Surprisingly I realised that it could be done for most of my accounts except for one — the mortgage loan account. The bank helpline confirmed that CSV export is not possible, and the only option is to download the monthly statement PDFs and re-type them to Excel manually. Wait! What? Why? Come on! It works for all my other accounts, why not the for the mortgage one?!

The prospect of spending an hour copying and pasting numbers from PDFs to Excel made me think that there must be a better way!

Amazon Textract is a service that can extract text and layout information from images and PDFs. Not only it can extract the actual text like any other OCR tool. It also aims to understand the document layout — identify columns, forms and tables.

That’s promising, that’s what I need. Let’s run the account statement through Textract and see what comes out.

The easiest and cheapest operation is a simple Text Detection, similar to what any decent OCR or PDF-to-Text tool can do that.

Simple text detection

Where Amazon Textract excels and adds value is in understanding the document layout. Very often, PDF documents are structured in a certain way. For example, my bank statements show some information about the account owner, account number, statement period, and most importantly, the list of transactions.

Understanding the document layout, tables, forms, and so on, it’s called Document Analysis in Textract. Unfortunately, it is a bit more expensive than the simple Text Detection above, refer to the Textract pricing page for details.

The results of Document Analysis give us not only a list of detected words but more importantly, the relationship between them. Whether the information we need is in a Form, a Table or at a fixed Location on the page we can now retrieve it from the bank statement and process it all in a structured way.

Structured data extraction

The above image was created by manually uploading the PDF file to the Textract console — great for testing but not very scalable. Now that we have verified that Textract works for us, we can automate the process.

Pretty much everything in AWS has an API and Textract is no different. The two main API calls are for text detection and for document layout analysis, each in a synchronous and asynchronous version.

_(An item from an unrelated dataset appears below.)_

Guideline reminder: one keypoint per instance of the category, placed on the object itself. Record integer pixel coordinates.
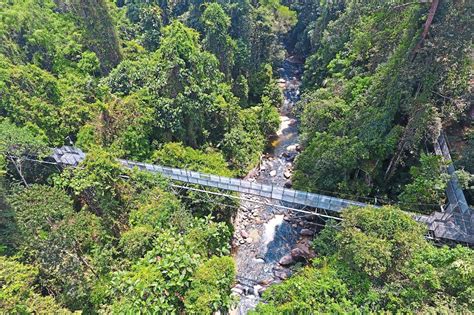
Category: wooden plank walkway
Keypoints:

Because we are analysing PDF files we must use the asynchronous calls: StartDocumentAnalysis() and GetDocumentAnalysis() that read the files from an S3 bucket. If we were processing JPEG and PNG images we could use the synchronous AnalyzeDocument() call that can be called with the image data directly. Unfortunately, it doesn’t work with PDF files at the moment due to the limitation of the service.

Since we have to upload the files to S3 anyway we can just as well create some automation that will kick off the analysis as soon as a new PDF is uploaded. A good option is a Step Function State Machine triggered by S3 PutObject events — it will help us orchestrate the asynchronous Textract calls.